At our CCRC (Wind Crest, an Erickson community) our 2,200 residents are assisted by our 20 resident volunteer Tech Helpers. The need for assistance has been growing because increasing numbers of newly-arriving residents are accustomed to using smartphones, tablets and computers, and they need continuing help with evolving features of the devices.


We organize two monthly 2-hour drop-in sessions per month — one for Apple devices and the other for Windows and Android devices. The Apple sessions, especially, attract 6 to 20 residents per month. We also post the names of some of our 20 helpers who are willing to go to apartments, e.g. for WiFi issues, printing problems, cable TV and streaming issues, desktop computer problems and so on.


Our volunteers are in addition to the three paid tech staff who charge $45 for the first half hour if there’s an issue the volunteers can’t solve.


Face-to-face assistance is essential. Many residents are needing orientation and basic learning advice and that can’t be provided effectively over the phone. For that reason, a solely on-the-phone tech support service wouldn’t meet the needs of most residents.

Jennifer J. Young

At LeadingAge in Denver a couple of years ago, I came across a vendor specializing in helping seniors with their electronic devices and corresponded with them for quite a while -- but they had not yet "gotten" to the east coast. (I'm in North Carolina.) When my emails to them started to go unanswered, I learned they evidently didn't recover from the Covid years and were no more. I then learned of TheSmarterService and started corresponding with Vida Roozen. I for sure made it a point to seek out TheSmerterService booth in the EXPO hall of this month's LeadingAge convention in Boston.


They want to expand and are moving west to east (headquartered in CA), hoping to be nationwide by the end of 2026. I haven't discussed the situation completely with them, but I would imagine that without personnel "on the ground," a client would probably get their help remotely. This would probably be via a special technology like Team Viewer. Personally, I would prefer personal, face to face help. I had asked TheSmarterService if they could help a resident with their TV's (either smart or ones with Roku or Firesticks) to obtain the free streaming apps that our bulk cable service (Spectrum, for us) now offers. This is an environment where some residents don't know if their TV is smart or not; or, in some cases of having a smart TV, if it's smart enough.
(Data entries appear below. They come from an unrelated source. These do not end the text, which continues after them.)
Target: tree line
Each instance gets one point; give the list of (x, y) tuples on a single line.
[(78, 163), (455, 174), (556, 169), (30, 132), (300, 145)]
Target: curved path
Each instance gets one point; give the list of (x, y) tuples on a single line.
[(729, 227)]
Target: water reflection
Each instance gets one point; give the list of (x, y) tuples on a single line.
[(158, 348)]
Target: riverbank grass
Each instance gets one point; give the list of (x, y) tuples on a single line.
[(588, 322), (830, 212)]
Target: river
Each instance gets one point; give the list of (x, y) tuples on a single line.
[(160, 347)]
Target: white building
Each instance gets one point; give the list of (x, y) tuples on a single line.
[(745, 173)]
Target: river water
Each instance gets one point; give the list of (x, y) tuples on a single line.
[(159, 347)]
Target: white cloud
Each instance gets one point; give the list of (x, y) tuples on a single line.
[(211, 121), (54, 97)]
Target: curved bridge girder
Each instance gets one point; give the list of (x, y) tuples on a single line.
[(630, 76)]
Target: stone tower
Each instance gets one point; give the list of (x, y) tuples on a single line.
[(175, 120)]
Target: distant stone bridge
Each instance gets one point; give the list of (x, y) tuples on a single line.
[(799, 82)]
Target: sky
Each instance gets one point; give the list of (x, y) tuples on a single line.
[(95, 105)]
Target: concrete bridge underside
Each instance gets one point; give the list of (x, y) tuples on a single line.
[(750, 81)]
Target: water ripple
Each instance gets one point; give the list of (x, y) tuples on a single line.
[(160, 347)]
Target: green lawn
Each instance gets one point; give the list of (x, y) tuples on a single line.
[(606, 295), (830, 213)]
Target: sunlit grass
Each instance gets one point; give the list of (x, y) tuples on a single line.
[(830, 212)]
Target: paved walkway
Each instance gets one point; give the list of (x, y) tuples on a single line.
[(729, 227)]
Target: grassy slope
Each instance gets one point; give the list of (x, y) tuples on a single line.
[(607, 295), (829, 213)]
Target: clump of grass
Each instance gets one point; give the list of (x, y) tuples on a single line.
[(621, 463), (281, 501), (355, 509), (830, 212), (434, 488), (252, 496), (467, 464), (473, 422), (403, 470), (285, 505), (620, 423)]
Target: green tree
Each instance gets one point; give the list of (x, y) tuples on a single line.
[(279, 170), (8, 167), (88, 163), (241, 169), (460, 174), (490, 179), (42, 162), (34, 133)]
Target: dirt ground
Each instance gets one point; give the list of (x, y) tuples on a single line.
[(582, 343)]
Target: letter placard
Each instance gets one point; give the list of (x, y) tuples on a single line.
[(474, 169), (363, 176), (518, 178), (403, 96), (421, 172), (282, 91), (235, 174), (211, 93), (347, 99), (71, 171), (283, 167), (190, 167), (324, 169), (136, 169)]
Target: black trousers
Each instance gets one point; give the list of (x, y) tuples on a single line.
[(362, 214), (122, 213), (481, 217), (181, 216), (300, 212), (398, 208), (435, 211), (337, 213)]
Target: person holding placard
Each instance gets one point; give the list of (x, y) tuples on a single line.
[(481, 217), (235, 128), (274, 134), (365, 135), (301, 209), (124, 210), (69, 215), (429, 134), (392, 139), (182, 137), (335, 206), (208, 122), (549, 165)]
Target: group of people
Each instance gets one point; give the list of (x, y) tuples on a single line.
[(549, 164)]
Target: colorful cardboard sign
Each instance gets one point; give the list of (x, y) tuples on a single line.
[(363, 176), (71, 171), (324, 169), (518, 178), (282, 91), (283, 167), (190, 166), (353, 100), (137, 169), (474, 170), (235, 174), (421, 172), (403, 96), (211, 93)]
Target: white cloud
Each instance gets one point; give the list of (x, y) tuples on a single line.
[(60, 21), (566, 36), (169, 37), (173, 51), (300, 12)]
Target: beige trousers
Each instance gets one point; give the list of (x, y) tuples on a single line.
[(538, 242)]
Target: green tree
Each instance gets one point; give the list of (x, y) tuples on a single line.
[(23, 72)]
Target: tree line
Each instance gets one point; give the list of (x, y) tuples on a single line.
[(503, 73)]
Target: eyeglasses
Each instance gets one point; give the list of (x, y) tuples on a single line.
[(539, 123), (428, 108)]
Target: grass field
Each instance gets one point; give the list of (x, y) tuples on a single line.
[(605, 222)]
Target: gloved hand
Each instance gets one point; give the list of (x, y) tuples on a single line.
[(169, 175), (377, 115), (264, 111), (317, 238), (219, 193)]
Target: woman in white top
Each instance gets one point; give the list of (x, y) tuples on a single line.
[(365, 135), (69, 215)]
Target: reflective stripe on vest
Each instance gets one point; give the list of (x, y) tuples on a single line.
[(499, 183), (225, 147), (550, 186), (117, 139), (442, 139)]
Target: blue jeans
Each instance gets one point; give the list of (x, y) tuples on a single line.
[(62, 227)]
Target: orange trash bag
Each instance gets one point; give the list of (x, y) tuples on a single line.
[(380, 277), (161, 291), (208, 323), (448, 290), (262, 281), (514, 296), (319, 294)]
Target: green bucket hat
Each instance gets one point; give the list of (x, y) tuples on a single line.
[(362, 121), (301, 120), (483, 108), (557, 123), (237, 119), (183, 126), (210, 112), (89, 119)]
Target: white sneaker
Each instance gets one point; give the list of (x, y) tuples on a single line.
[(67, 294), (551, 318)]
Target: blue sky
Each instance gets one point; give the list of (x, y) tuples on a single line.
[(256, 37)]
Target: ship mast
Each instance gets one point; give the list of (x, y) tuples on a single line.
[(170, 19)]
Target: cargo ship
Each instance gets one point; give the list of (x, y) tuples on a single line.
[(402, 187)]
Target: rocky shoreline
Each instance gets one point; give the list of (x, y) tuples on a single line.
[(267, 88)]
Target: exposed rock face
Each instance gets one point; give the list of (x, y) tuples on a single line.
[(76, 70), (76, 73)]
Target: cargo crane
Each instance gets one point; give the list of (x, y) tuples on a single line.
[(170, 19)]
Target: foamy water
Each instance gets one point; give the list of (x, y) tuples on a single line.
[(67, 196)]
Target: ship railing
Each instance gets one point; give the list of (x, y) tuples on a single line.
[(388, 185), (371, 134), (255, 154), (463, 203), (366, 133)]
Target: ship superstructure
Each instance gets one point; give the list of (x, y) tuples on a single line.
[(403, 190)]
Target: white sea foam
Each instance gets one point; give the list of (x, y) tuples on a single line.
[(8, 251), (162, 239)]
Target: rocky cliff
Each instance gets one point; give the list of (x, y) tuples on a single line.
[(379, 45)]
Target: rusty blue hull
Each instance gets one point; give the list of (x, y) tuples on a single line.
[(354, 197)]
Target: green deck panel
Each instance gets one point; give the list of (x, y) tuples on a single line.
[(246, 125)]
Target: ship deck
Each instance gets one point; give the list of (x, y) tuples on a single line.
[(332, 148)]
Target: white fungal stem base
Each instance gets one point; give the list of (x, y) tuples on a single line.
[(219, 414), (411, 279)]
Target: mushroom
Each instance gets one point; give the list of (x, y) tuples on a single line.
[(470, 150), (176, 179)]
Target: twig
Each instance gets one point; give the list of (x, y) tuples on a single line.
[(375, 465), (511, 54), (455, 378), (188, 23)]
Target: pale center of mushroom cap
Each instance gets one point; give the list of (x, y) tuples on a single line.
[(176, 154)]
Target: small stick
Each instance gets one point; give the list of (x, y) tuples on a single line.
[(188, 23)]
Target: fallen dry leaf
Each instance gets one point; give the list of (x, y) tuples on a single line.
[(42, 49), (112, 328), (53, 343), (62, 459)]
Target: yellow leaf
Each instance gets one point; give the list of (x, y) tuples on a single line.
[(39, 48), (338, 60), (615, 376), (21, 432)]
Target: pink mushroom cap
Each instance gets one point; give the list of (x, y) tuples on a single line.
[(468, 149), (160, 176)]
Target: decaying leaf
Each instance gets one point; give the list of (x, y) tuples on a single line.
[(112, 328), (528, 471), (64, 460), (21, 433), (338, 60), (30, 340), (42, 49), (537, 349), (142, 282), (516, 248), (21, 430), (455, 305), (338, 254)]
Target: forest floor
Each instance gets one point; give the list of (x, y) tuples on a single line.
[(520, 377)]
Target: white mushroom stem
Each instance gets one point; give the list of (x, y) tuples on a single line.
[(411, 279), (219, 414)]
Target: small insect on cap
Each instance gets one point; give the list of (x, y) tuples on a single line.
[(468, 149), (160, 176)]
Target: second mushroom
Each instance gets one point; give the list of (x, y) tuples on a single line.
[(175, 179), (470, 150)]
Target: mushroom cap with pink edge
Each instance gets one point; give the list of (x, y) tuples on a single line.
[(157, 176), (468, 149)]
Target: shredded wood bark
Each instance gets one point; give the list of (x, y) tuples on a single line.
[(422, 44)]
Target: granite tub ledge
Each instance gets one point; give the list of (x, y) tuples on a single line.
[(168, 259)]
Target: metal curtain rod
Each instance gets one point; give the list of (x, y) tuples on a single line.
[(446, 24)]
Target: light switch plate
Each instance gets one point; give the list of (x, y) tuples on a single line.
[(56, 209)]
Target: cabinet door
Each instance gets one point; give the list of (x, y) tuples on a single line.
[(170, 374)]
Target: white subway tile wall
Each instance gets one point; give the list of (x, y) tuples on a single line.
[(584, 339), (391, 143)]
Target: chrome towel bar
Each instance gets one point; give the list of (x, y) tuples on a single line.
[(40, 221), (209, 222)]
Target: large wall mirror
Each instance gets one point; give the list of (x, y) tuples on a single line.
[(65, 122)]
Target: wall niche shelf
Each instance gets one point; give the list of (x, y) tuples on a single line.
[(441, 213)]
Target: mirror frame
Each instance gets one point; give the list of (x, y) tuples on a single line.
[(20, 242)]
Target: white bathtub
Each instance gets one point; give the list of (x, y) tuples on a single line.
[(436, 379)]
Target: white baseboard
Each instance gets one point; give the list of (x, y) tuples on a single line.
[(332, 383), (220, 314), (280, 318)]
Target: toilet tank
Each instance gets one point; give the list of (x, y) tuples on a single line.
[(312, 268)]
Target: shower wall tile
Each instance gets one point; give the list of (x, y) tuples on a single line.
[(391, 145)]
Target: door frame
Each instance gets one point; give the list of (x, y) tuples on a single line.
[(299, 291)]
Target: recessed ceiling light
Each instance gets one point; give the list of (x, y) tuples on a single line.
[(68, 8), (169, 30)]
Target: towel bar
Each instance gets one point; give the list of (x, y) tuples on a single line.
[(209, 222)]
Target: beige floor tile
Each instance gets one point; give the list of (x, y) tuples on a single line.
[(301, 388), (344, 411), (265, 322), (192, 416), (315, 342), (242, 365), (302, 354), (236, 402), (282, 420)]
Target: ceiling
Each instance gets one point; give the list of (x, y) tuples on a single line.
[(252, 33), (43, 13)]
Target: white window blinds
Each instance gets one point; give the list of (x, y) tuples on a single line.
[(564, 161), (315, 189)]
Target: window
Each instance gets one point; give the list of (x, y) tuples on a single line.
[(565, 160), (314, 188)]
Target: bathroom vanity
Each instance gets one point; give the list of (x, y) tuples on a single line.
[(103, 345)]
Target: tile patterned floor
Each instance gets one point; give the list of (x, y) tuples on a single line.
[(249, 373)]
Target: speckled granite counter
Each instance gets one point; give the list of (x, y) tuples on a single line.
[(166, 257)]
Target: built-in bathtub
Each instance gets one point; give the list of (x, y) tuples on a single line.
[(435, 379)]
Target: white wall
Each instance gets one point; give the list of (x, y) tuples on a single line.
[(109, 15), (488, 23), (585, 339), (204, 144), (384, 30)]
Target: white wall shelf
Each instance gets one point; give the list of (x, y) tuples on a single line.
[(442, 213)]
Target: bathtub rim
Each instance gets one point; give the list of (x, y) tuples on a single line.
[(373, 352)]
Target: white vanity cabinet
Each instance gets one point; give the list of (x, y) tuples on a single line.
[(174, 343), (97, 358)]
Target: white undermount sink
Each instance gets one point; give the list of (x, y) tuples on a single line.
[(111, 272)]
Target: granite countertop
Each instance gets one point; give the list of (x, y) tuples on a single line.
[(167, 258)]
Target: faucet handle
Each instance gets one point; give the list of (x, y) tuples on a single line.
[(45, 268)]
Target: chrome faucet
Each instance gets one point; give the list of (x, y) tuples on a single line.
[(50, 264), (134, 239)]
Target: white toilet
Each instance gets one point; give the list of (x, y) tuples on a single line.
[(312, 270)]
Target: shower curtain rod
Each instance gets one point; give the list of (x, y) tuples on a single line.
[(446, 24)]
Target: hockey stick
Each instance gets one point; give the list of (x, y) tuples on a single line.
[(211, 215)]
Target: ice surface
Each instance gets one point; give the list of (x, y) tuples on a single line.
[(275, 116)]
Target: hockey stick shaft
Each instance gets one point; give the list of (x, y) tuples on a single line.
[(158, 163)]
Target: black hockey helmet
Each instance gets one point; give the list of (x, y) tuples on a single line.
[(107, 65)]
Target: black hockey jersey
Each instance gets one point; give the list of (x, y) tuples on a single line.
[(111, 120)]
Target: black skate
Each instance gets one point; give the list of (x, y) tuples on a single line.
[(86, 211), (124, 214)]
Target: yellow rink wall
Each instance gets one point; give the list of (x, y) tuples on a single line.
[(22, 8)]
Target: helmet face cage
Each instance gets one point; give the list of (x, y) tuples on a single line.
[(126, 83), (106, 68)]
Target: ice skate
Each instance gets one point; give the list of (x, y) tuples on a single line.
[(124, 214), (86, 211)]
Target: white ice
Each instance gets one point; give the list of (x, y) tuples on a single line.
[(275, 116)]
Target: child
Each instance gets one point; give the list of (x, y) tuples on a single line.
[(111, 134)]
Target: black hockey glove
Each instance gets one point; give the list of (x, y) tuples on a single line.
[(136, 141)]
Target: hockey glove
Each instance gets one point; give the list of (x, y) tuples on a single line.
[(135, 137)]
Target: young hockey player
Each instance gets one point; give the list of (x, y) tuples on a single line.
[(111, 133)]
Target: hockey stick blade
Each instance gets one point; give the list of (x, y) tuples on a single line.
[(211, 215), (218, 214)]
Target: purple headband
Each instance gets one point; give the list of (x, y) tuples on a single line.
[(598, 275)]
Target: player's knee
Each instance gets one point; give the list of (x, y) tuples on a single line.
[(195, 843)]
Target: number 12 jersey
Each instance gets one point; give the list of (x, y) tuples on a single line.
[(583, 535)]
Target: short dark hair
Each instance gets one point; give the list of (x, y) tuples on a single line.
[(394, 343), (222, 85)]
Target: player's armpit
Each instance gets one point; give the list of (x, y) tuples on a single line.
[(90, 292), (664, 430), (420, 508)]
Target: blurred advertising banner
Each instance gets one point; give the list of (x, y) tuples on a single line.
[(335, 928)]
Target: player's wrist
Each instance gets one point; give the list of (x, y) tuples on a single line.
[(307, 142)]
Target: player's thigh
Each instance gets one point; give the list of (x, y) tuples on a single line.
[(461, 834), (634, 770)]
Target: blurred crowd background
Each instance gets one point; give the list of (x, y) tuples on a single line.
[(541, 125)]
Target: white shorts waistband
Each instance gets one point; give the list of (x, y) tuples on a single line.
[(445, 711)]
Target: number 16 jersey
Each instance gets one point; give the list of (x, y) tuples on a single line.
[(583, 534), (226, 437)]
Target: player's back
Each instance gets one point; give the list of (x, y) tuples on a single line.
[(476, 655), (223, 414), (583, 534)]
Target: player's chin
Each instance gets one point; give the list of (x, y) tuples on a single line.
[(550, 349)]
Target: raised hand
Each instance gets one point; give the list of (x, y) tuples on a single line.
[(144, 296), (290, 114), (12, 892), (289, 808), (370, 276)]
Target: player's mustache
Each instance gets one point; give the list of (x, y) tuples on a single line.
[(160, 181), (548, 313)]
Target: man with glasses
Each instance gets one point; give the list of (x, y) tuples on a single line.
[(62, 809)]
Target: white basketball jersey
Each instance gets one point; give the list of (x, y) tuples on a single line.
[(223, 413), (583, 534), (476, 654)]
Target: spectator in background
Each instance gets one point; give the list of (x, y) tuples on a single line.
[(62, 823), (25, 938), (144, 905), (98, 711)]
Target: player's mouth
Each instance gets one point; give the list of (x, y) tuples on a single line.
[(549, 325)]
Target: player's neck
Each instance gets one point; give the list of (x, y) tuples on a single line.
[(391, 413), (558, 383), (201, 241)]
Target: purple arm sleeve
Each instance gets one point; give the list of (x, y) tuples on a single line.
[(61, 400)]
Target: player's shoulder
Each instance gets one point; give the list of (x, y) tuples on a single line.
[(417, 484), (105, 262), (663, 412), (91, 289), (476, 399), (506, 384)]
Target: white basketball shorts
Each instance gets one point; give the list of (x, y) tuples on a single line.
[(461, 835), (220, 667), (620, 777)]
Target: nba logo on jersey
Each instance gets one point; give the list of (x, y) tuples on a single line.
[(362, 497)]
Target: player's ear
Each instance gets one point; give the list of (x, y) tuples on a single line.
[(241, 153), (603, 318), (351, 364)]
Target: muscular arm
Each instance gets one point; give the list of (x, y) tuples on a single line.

How could that sort of TV help be done remotely? (I wouldn't know.)


What I do know is that some residents have mentioned to me that their offspring can access their computers remotely and they get their help that way... maybe even via Team Viewer. My question: what if that offspring's computer gets hacked? Would the hackers then obtain access to those computers the person had on their Team Viewer? My recommendation would be to stick to the professionals, rather than an amateur , like TheSmarterService.


In the meantime, we await not only TheSmarterService's expansion geographically, but we also hope our management sees the wisdom of contracting with a service like this. Right now they don't seem interested, while I think some residents are way too vulnerable to identity theft and possibly being stripped of assets.